Ya no queda tiempo para indignarse o lamentarse; tampoco para las observaciones del cacao intelectual. Insisto en la importancia que tendrán las decisiones de las asambleas locales y federadas tomadas «por el pueblo y para el pueblo» en materia de alimentación, de alojamiento, de transporte, de salud, de enseñanza, de moneda social, de mejoras en el medio ambiente de todo tipo.
Vayamos adelante, aunque sea tanteando. Más vale errar experimentando que retroceder y reiterar los errores del pasado.
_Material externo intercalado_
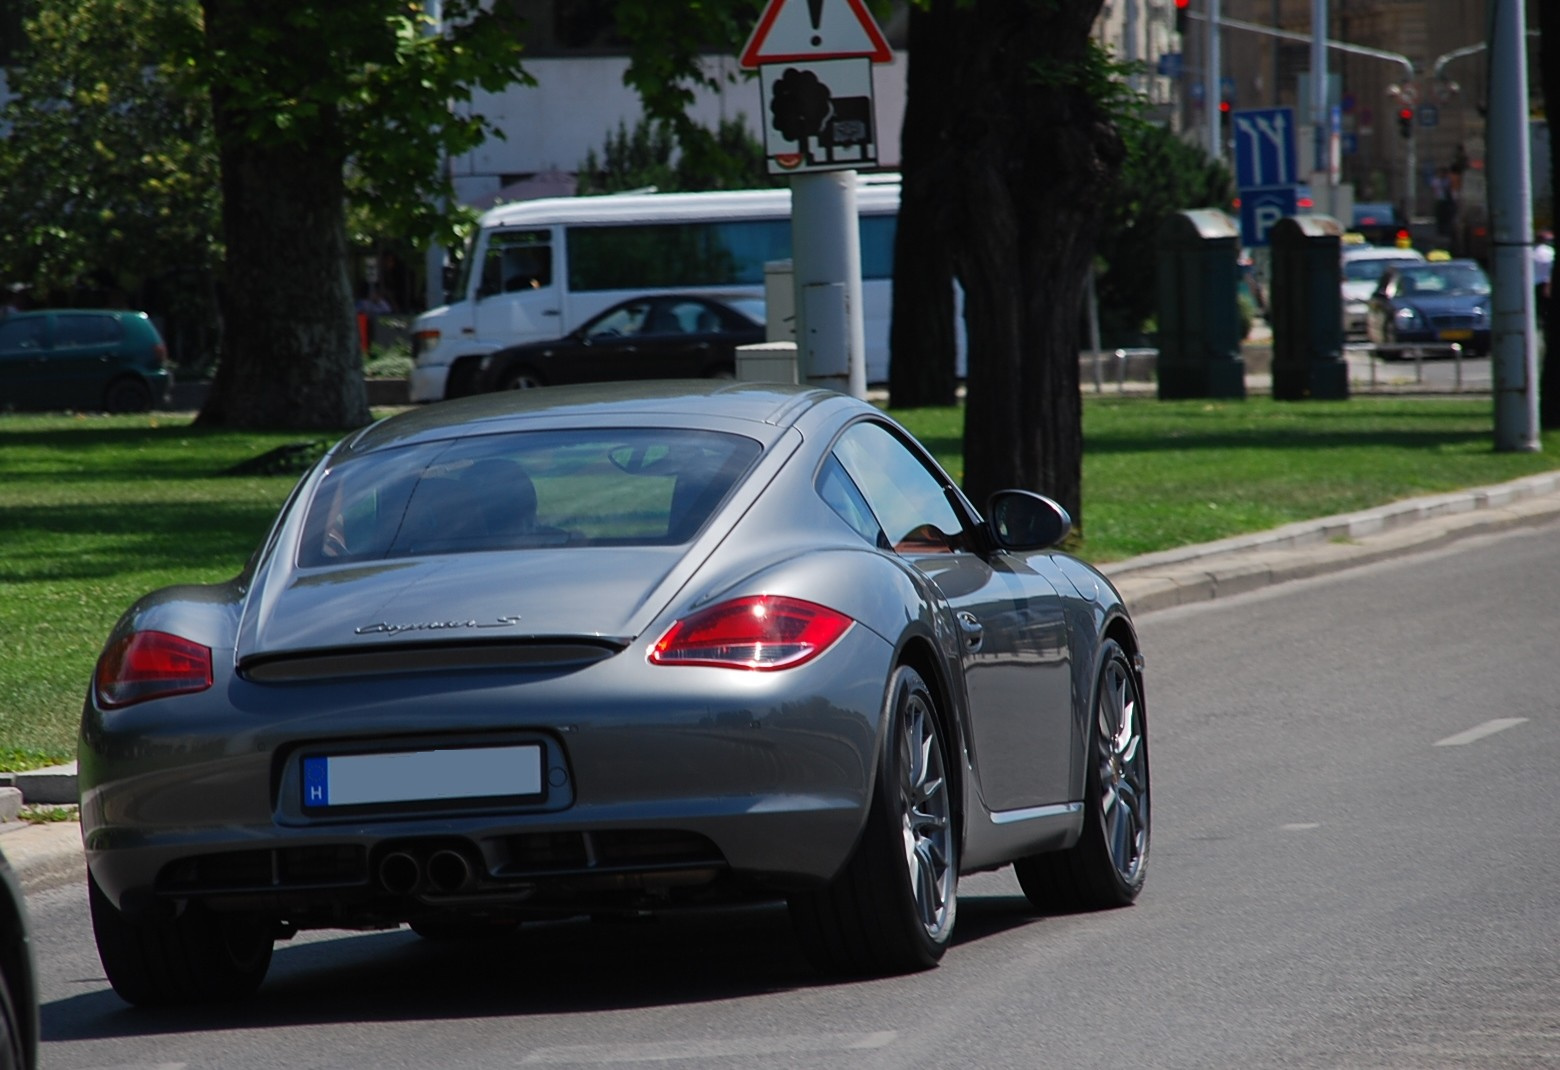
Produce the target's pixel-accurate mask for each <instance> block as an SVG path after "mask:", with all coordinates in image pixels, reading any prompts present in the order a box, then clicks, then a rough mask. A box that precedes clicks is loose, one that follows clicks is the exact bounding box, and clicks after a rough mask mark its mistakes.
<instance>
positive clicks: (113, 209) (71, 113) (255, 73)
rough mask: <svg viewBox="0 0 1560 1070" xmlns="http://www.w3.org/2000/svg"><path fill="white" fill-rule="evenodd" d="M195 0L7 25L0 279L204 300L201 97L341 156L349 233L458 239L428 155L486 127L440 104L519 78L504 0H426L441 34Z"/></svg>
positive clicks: (202, 110)
mask: <svg viewBox="0 0 1560 1070" xmlns="http://www.w3.org/2000/svg"><path fill="white" fill-rule="evenodd" d="M204 6H206V11H204V17H203V6H201V3H200V0H159V2H158V3H137V2H134V0H78V2H75V3H69V5H67V3H47V5H39V6H37V11H36V16H34V17H31V19H28V20H27V22H25V27H27V41H28V48H27V51H25V53H23V55H22V56H20V58H19V64H17V66H16V67H14V69H11V70H9V72H8V80H9V89H11V94H12V98H11V100H9V103H8V105H6V106H5V109H3V112H0V120H3V123H5V125H6V126H8V128H9V134H8V136H6V137H0V281H25V282H28V284H31V285H33V287H34V289H36V290H37V296H41V298H47V296H48V295H50V293H55V295H67V293H69V292H72V290H73V289H80V287H83V285H84V284H90V285H92V287H94V289H98V290H105V289H109V290H120V292H123V293H125V295H126V298H128V299H131V301H136V299H137V293H144V287H147V285H154V287H156V289H158V292H159V295H161V299H162V301H164V303H167V304H172V306H178V304H181V303H184V304H201V303H203V304H204V307H207V309H209V301H211V295H209V290H207V284H209V281H211V278H212V276H214V275H215V267H217V265H218V264H220V260H222V253H223V248H222V239H220V232H222V221H220V217H222V193H220V190H222V182H220V176H218V154H217V136H215V133H214V126H212V112H211V95H212V94H215V95H217V97H218V98H220V100H223V101H225V105H226V114H228V115H231V117H232V125H231V128H228V129H226V131H225V133H226V136H229V137H240V139H259V140H267V142H295V143H300V145H304V147H307V150H309V151H314V153H328V154H331V156H335V158H339V159H342V161H343V167H346V168H348V189H349V193H351V198H353V204H354V211H353V214H351V225H353V228H354V232H357V236H359V237H360V239H363V240H367V239H370V237H371V236H376V234H396V236H401V237H409V239H413V240H421V239H427V237H435V239H438V240H441V242H449V243H457V242H459V234H460V228H462V226H463V225H465V223H466V218H465V215H463V214H462V212H460V211H457V209H456V207H452V206H454V197H452V187H451V184H449V178H448V175H446V173H445V172H443V168H441V159H443V154H459V153H465V151H470V150H471V148H474V147H476V145H479V143H480V142H482V139H484V137H487V136H490V134H493V133H495V131H493V128H491V125H490V123H488V122H487V120H485V119H484V117H482V115H477V114H473V112H471V109H470V108H451V105H452V103H454V105H462V103H470V100H471V94H473V90H474V89H476V87H482V89H487V90H499V89H504V87H507V86H510V84H513V83H527V81H529V76H527V75H526V73H524V70H523V69H521V64H519V51H521V45H519V27H518V25H516V22H515V20H513V17H512V16H509V14H507V12H509V8H507V6H505V5H491V6H493V8H495V9H493V11H482V5H480V3H477V0H445V5H443V11H445V23H443V33H434V31H432V30H434V28H432V27H431V25H429V22H427V19H426V16H424V14H423V5H421V3H413V2H410V0H359V2H356V3H346V5H337V3H326V2H324V0H318V2H315V0H285V2H281V3H273V2H271V0H207V3H206V5H204ZM225 27H226V28H232V27H237V33H228V34H222V33H220V31H222V28H225ZM207 28H215V30H217V31H218V33H214V34H211V36H207V34H206V30H207ZM168 310H173V312H176V307H173V309H168ZM207 356H209V354H207Z"/></svg>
La autogestión germina en la insurrección de la vida cotidiana. Recordemos que fue la impostura comunista la que interrumpió y destruyó la experiencia de las colectividades libertarias de la revolución española.
No pido la aprobación de nadie, y menos aún que nadie me siga. Ando por mi camino. Cada cual es libre de hacer lo mismo. El deseo de vida no tiene límites. Nuestra verdadera patria se halla en cualquier sitio donde la libertad de vivir esté amenazada. Nuestra tierra es una patria sin fronteras.